Not Only RGB (Decentraland, October 2022-June 2023) is a MoCDA group show supported by Decentraland DAO featuring works created by Kevin Abosch, Matt Kane, 38‰ (Mattia Cuttini and Luca Donno), Sarah Meyohas and Mathieu Merlet-Briand.
This is a Q&A session featuring curators Chiara Braidotti and Anastasia Pineschi in conversation with artist Matt Kane.
You conceived Gazers as a sort of conceptual self-portrait. Each work in the series is derived from an 'origin moon' that is linked to the date of a significant life event that happened under a particular moon. Could you expand on this aspect and how it informs each work's evolution over time?
I've been dedicated to my particular track of art practice for over twenty years. As each Gazer speeds up its potential frame rate relative to an origin moon's date, I see the synthesis of my own progress as an artist over time - and also the chaos that's influenced the influence that each of these events has had on myself and perhaps others. But I also see the progress of technology as these frame rates challenge technology to keep up and fulfil my grand vision for the work decades and centuries into the future. I grew up watching us move from 8-bit games like Pac Man to simulation games like Grand Theft Auto that are almost indiscernible from real life. That march of technology happened within my lifetime. So in Gazers, I made a work that through each individual Gazer's own complexity and combination of traits, the collection becomes variably generational - pushing into the future while also recalling the past - but remaining responsive to the context of the time it's being viewed in.
Each Gazer evolves throughout the day, changing colour saturation and value. Yet, the viewer's perception of colour is mostly determined by the interactions between each work's layers, as in a kinetic or optical work. Why did you create this element of interactivity within the work, and what does it say about the work’s and your relationship to colour and randomness?
Colour assignment does not change throughout the day, but the tightness of the pattern, thickness of the line, and transparency of the glaze changes. And the rotation of each layer. Those are the elements which cause our perception of colour to change moment to moment in Gazers. Earlier in my career, even 20 years ago, I was working with depth of physical materials. Colour suspended within layers of resin, glass, plastic, or fabric. As I'd physically move around those dimensional works, my perception of colour changed. And how beautiful colour glazes became when they got offset and interacted differently from when I was head-on with the work. I had the thought back then: wouldn't it be great if these layers weren't static and trapped within resin? If they could all rotate and interact differently - and not depend on the spatial movement of a viewer, but move itself? Gazers are the fulfilment of these old ideas.

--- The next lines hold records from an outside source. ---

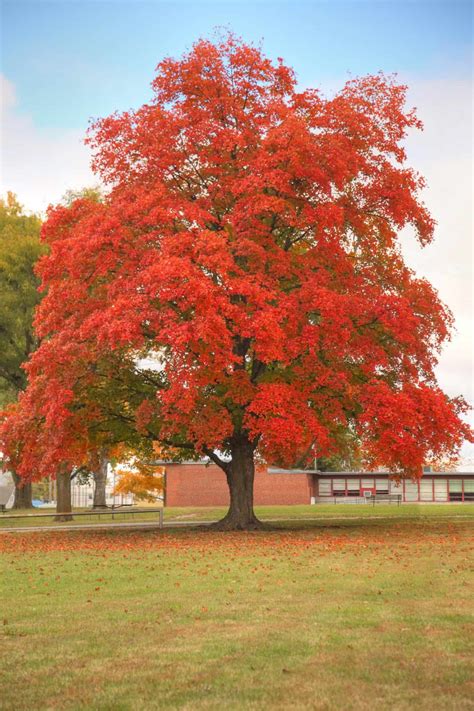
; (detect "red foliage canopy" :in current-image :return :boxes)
[3,36,470,484]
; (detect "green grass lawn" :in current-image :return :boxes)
[0,505,474,711]
[0,502,474,530]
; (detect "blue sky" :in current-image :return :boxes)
[2,0,472,128]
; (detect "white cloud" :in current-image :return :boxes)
[0,75,474,456]
[402,76,474,457]
[0,77,97,217]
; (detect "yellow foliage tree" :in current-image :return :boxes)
[114,462,165,503]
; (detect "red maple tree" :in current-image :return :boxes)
[3,36,470,528]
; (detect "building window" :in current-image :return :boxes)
[375,479,388,494]
[347,479,360,496]
[332,479,346,496]
[464,479,474,501]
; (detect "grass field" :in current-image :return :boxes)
[0,505,474,711]
[0,503,474,530]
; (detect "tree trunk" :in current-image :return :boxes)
[214,437,264,531]
[12,472,33,509]
[92,452,109,509]
[54,472,72,521]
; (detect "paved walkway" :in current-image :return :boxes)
[0,514,472,533]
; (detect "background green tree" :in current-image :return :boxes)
[0,192,46,508]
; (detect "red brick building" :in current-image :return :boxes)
[160,462,474,507]
[164,462,312,506]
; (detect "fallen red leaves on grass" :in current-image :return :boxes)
[0,527,473,558]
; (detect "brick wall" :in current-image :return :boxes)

But at the same time, still just the beginning.
As it changes during its lifespan, each Gazer seems to encapsulate the tension between ephemerality and permanence present within both nature and the blockchain. How does this perpetual change question the idea of aesthetic value and its evolution over time? It's the unseen made seen. Aside from several more grey hairs in my beard, there's not much that has changed about my outward appearance since a year ago. Or even 5 years ago. But the changes within myself, within my psyche, within my identity - just over the last 6 months - these are staggering. Yet there are parts of me, inside and out, still recognizable from 20 years ago. Even 38 years ago. So how do we represent and make visible the unseen changes that happen within each of us? Art!

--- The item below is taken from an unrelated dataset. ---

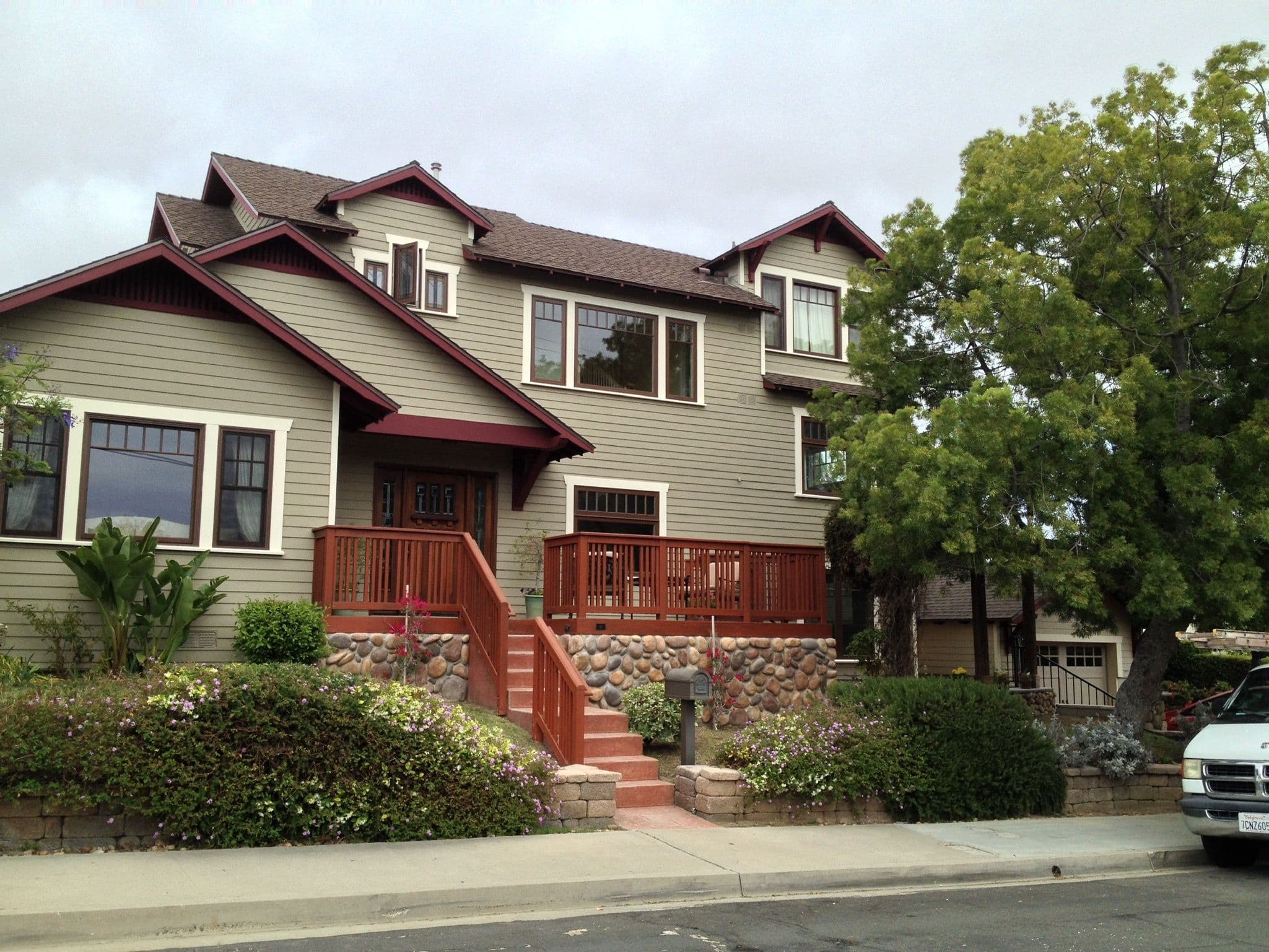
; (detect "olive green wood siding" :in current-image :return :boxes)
[212,261,536,426]
[0,299,334,660]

Each Gazer will appeal differently depending on the viewer and perhaps where they are within their own evolution. The beauty of the colour theory algorithm I wrote around Gazers is that each Gazer can develop an identity. To one who gazes upon a Gazer over time, and doesn't merely glance, the Gazer becomes recognizable no matter what month, no matter what century. Patterns emerge. Choices make sense, and yet there is still unpredictable posterity. You ask about aesthetic value. People don't fall in love and stay in love if they merely fall in love with a singular snapshot of a person at one fixed moment in their life. To fall in love and remain in love is to fall in love anew each day. To fall in love with another's patterns and proclivity to evolve or not evolve - all while maintaining our own capacity to connect while evolving ourselves. We must remain through the Winter to enjoy the blush of Spring. Pushing painting into time like Gazers has, Gazers are more like a person than a painting. This is the unseen made seen in us all.